The main tree species are grey willow, goat willow and alder, often with downy birch or ash. Otherwise, the most characteristic plants are marsh marigold, golden-leaved saxifrage, marsh violet, great tussock sedge, ferns like lady fern, scaly male fern and broad buckler fern, and bog mosses like Sphagnum palustre and S. recurvum. One notable plant that quite often occurs in Dartmoor's wet woodlands, as well as alongside rivers, is the royal fern, a large and striking species formerly much collected for ornamental purposes.

Many willow woods, or carrs, especially where the trees are old, have rich lichen communities, such as the leafy Parmelia and beard-like Usnea species. Sometimes members of the lungwort community are present, including conspicuous lichens like Lobaria pulmonaria, L. virens and Sticta species. These are all intolerant of atmospheric pollution and are used as indicators of clean air.

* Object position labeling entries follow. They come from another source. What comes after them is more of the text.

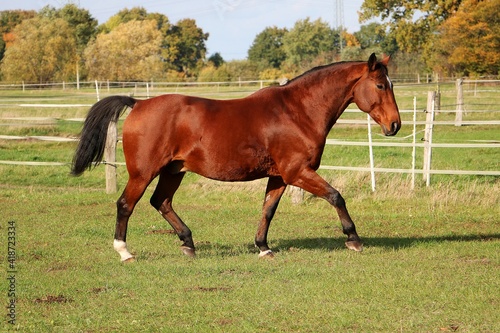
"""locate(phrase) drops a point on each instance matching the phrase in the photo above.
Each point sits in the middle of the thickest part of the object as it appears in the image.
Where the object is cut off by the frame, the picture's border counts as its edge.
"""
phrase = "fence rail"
(428, 145)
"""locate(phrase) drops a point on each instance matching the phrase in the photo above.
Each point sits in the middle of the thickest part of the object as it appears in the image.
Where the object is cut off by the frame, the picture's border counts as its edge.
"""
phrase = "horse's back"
(219, 139)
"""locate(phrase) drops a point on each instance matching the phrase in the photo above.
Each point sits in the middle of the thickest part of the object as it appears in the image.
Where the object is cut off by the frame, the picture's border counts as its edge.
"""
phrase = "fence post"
(110, 158)
(370, 150)
(97, 90)
(414, 150)
(460, 102)
(297, 195)
(429, 124)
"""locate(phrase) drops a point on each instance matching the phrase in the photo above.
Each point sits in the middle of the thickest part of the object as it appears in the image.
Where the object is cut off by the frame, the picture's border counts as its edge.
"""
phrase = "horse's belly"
(233, 169)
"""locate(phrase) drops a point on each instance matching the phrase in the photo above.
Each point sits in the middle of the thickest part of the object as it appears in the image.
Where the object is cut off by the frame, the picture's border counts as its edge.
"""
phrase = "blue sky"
(232, 24)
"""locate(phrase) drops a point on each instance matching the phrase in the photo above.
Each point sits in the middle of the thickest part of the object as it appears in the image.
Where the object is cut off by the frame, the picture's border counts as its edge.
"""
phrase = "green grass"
(431, 261)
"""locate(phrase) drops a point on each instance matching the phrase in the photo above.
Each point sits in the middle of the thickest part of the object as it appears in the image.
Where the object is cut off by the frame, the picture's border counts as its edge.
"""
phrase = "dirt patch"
(50, 299)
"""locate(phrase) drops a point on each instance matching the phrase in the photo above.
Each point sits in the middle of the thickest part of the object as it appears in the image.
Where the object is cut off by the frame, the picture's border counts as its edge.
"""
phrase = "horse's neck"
(325, 94)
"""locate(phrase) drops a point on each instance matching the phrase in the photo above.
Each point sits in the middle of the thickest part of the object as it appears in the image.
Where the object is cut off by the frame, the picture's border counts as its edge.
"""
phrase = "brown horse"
(278, 132)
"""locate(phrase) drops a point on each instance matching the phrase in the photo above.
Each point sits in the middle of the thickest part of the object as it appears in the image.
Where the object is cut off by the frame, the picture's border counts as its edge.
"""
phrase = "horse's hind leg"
(162, 202)
(274, 191)
(125, 206)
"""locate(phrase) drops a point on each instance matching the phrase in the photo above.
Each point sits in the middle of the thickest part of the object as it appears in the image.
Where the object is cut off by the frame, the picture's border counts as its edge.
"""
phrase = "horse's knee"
(336, 199)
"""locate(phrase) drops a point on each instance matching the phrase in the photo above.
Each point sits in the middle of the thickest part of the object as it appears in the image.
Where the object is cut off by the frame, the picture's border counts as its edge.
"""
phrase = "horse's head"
(373, 94)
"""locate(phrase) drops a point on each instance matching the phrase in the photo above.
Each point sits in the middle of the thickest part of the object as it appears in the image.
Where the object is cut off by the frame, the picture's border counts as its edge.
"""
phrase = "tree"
(306, 40)
(130, 52)
(83, 24)
(43, 50)
(470, 39)
(267, 47)
(411, 23)
(8, 21)
(216, 59)
(186, 47)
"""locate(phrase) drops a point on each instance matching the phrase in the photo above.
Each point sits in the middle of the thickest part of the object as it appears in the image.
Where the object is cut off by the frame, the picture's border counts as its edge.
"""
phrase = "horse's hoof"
(129, 260)
(266, 254)
(354, 245)
(188, 251)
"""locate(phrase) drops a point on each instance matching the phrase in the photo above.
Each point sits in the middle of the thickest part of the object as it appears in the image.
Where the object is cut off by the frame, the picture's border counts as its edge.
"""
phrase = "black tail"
(93, 137)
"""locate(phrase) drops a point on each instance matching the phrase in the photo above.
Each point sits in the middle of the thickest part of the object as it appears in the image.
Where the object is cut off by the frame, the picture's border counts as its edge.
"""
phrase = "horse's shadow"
(389, 243)
(337, 243)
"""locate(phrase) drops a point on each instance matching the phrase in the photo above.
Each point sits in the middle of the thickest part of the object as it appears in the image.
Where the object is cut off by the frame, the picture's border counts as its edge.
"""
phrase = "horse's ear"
(386, 60)
(372, 62)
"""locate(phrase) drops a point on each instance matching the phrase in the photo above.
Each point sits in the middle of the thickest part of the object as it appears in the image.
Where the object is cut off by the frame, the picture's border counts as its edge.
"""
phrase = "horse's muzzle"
(395, 126)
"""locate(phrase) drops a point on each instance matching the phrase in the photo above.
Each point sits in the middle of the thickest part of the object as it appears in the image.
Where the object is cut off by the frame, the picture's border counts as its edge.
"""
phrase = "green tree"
(43, 50)
(267, 48)
(8, 21)
(131, 51)
(186, 47)
(307, 40)
(216, 59)
(469, 41)
(410, 23)
(80, 20)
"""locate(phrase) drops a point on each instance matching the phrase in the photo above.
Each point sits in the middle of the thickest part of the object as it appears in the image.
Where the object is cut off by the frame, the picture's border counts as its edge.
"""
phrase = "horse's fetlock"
(337, 199)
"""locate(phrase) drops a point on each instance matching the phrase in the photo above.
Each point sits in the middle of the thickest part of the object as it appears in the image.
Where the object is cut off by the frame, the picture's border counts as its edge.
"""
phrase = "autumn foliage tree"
(42, 50)
(131, 51)
(469, 41)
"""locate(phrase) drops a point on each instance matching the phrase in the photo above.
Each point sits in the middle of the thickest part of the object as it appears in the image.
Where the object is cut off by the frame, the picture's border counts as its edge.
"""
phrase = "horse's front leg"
(274, 191)
(311, 182)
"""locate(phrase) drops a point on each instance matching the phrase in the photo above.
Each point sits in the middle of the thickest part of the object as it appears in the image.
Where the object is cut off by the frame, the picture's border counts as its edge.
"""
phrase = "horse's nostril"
(394, 127)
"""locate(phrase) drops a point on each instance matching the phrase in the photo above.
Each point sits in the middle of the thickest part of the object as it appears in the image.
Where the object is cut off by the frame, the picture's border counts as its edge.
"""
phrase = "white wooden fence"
(428, 145)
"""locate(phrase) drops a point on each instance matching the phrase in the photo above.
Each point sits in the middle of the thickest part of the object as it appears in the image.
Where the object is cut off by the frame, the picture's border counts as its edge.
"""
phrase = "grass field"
(431, 261)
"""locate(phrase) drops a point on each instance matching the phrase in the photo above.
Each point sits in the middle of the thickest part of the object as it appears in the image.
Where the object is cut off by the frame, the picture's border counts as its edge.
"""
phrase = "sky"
(232, 24)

Typical birdlife includes redpoll, siskin, willow tit and wintering woodcock.

Small areas of wet woodland occur within many of the oakwood SSSIs that have been notified within the Dartmoor Natural Area. Sampford Spiney has fairly extensive areas of willow carr, while there is a remarkably large stand of alder at Becka Falls within the Bovey Valley SSSI. Both Sampford Spiney and Shaugh Prior Woods SSSIs have rich lungwort communities on old willow trees. Yarner Wood National Nature Reserve contains a well-developed, but small, stand of alder wood.